Luckily, these two concerns are not that bad. At least, they may be smaller than the problem of reading too slowly.

When we read technical sections, time drains quickly. If a paper is poorly-written*, it is almost impossible to understand the paper’s techniques satisfactorily in reasonable time. So if we compare our status before and after reading the technical sections, we’ll find that the knowledge gain is quite small compared to the additional time devotion.**

Compare this situation with the situation if we used another strategy: spending the time reading several other papers’ big-picture sections. Big-pitcture sections are usually written more clearly than technical sections. Thus, we we will learn more, though different, knowledge now than if we read the technical sections of one paper.

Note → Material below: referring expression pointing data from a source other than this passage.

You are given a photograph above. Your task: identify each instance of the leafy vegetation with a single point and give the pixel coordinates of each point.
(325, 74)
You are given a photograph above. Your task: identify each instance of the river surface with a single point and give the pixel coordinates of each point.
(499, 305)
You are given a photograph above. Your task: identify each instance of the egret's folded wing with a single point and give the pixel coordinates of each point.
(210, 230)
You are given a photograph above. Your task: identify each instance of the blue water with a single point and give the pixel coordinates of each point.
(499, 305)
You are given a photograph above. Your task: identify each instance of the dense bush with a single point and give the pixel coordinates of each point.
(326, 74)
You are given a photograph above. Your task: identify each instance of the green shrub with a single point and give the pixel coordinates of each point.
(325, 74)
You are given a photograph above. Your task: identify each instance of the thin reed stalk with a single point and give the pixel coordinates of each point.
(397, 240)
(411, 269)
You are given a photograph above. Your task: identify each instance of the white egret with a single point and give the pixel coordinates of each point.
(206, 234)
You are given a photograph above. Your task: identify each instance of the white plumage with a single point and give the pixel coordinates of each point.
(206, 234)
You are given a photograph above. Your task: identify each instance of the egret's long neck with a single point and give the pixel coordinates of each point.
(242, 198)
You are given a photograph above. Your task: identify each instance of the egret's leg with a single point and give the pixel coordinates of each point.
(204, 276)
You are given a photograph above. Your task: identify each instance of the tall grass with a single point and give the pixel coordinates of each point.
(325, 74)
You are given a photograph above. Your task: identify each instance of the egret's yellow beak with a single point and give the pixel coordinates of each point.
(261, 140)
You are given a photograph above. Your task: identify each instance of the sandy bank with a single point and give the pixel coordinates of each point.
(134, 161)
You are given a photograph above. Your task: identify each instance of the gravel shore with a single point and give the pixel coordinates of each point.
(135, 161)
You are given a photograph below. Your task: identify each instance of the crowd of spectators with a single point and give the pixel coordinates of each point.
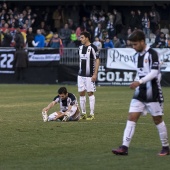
(61, 27)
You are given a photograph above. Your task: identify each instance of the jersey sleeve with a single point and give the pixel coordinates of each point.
(155, 60)
(95, 51)
(56, 99)
(73, 99)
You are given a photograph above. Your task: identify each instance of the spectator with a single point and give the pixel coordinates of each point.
(73, 36)
(6, 42)
(133, 21)
(19, 39)
(55, 41)
(39, 39)
(97, 43)
(79, 30)
(64, 34)
(20, 63)
(110, 26)
(146, 25)
(74, 15)
(108, 43)
(128, 44)
(117, 21)
(155, 19)
(30, 37)
(116, 42)
(57, 19)
(98, 31)
(160, 41)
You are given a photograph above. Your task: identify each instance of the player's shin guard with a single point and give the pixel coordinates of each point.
(128, 132)
(92, 104)
(162, 130)
(83, 104)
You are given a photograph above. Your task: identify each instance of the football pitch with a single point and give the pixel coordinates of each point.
(27, 143)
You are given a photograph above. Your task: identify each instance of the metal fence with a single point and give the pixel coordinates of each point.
(70, 56)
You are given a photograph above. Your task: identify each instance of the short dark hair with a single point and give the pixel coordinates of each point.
(137, 35)
(62, 90)
(86, 34)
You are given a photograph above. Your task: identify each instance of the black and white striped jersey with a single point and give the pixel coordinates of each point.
(70, 100)
(151, 90)
(87, 57)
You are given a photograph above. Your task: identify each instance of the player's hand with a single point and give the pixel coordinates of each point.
(45, 109)
(94, 77)
(134, 84)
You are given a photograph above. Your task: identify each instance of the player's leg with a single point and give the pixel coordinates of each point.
(91, 88)
(56, 115)
(135, 110)
(157, 111)
(73, 114)
(82, 90)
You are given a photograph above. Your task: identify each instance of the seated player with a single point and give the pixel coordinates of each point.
(69, 110)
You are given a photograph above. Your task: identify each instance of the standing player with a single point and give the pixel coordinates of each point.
(148, 94)
(88, 69)
(69, 110)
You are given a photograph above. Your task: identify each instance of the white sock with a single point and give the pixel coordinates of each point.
(52, 116)
(92, 104)
(83, 104)
(128, 132)
(162, 130)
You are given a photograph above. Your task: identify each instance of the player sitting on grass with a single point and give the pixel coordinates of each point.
(69, 110)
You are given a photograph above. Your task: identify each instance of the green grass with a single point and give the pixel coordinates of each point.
(27, 143)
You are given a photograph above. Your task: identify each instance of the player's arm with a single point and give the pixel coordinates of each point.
(97, 63)
(49, 106)
(145, 79)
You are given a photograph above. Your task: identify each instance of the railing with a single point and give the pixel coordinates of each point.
(70, 56)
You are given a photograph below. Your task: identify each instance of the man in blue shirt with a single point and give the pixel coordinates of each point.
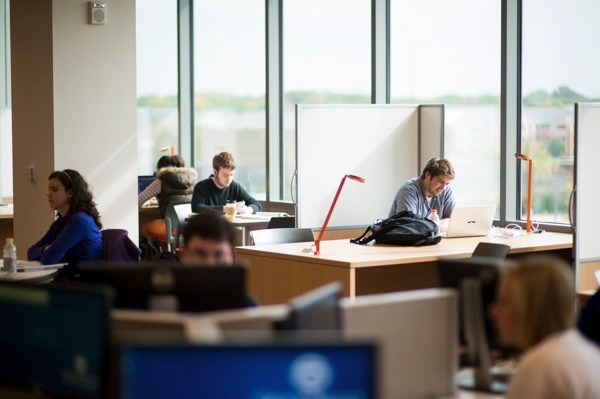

The key question is: which knowledge is more important? Should we spend time to get a deeper and more accurate understanding of a paper’s technical implementation, or to get a broader but less accurate understanding of several other papers? Time is limited, and we have to choose.

Naturally, the answer depends on how much we need to know about the paper. If we need to discuss the paper as related work, sure, we’d better read their techniques to understand their limitations more accurately. On the other hand, if we want to get only the big picture of the research field and have tens of other papers on the to-read list, then we might achieve the goal much faster by reading other papers’ introductions instead.***

In short, skip technical sections. They are not worth the time.**

This new strategy seems to have helped me learn much faster.**** And it worked instantly, without me having to improve the English level whatsoever!

* A recent experience made me realize that there may be more poorly-written papers in the world than I had thought. I came across four papers[3][4][5][6] that solved the same problem and were, incidentally, all published in the same conference at the same time. Since they have similar stories, their big-picture sections are almost paraphrases of each other. But some of these papers were much harder to read than others. Apparently, these four papers differed in their writing quality. Some authors omitted necessary logical connections, making their paper hard to understand quickly. Now it seemed that my past reading slowness was not all my fault, neither (a) that my English was poor nor (b) that I didn’t know the field well enough. Rather, the biggest problems might have been (a) that I couldn’t identify bad writings and (b) that I needed a better strategy for reading poorly-written papers.
** This discussion is on poorly-written papers. On the other hand, well-written papers are still unconditionally fun and productive to read! I can’t resist learning from well-written papers, even if it takes some time.
*** Remember that we can always revisit this paper in the future. Just remember to take notes as in Part 1 so that the future revisits will be easier.
**** Apply this strategy based on the field, the goals, and the current stage. See a later post, Learning curves.

[1] Lecture on literature review by the MIT Writing and Communication Center.
[2] Booth, Wayne C., Gregory G. Colomb, and Joseph M. Williams. The Craft of Research. University of Chicago press, 3rd edition, 2008.
[3] Jong-Deok Choi, Manish Gupta, Mauricio Serrano, Vugranam C. Sreedhar, and Sam Midkiff. 1999. Escape analysis for Java. In Proceedings of the 14th ACM SIGPLAN conference on Object-oriented programming, systems, languages, and applications (OOPSLA ’99)
[4] Bruno Blanchet. 1999. Escape analysis for object-oriented languages: application to Java. In Proceedings of the 14th ACM SIGPLAN conference on Object-oriented programming, systems, languages, and applications (OOPSLA ’99)
[5] John Whaley and Martin Rinard. 1999. Compositional pointer and escape analysis for Java programs. In Proceedings of the 14th ACM SIGPLAN conference on Object-oriented programming, systems, languages, and applications (OOPSLA ’99)
[6] Jeff Bogda and Urs Hölzle. 1999. Removing unnecessary synchronization in Java. In Proceedings of the 14th ACM SIGPLAN conference on Object-oriented programming, systems, languages, and applications (OOPSLA ’99)

Added references to the four papers on the same topic.
Added a footnote that links to a later post.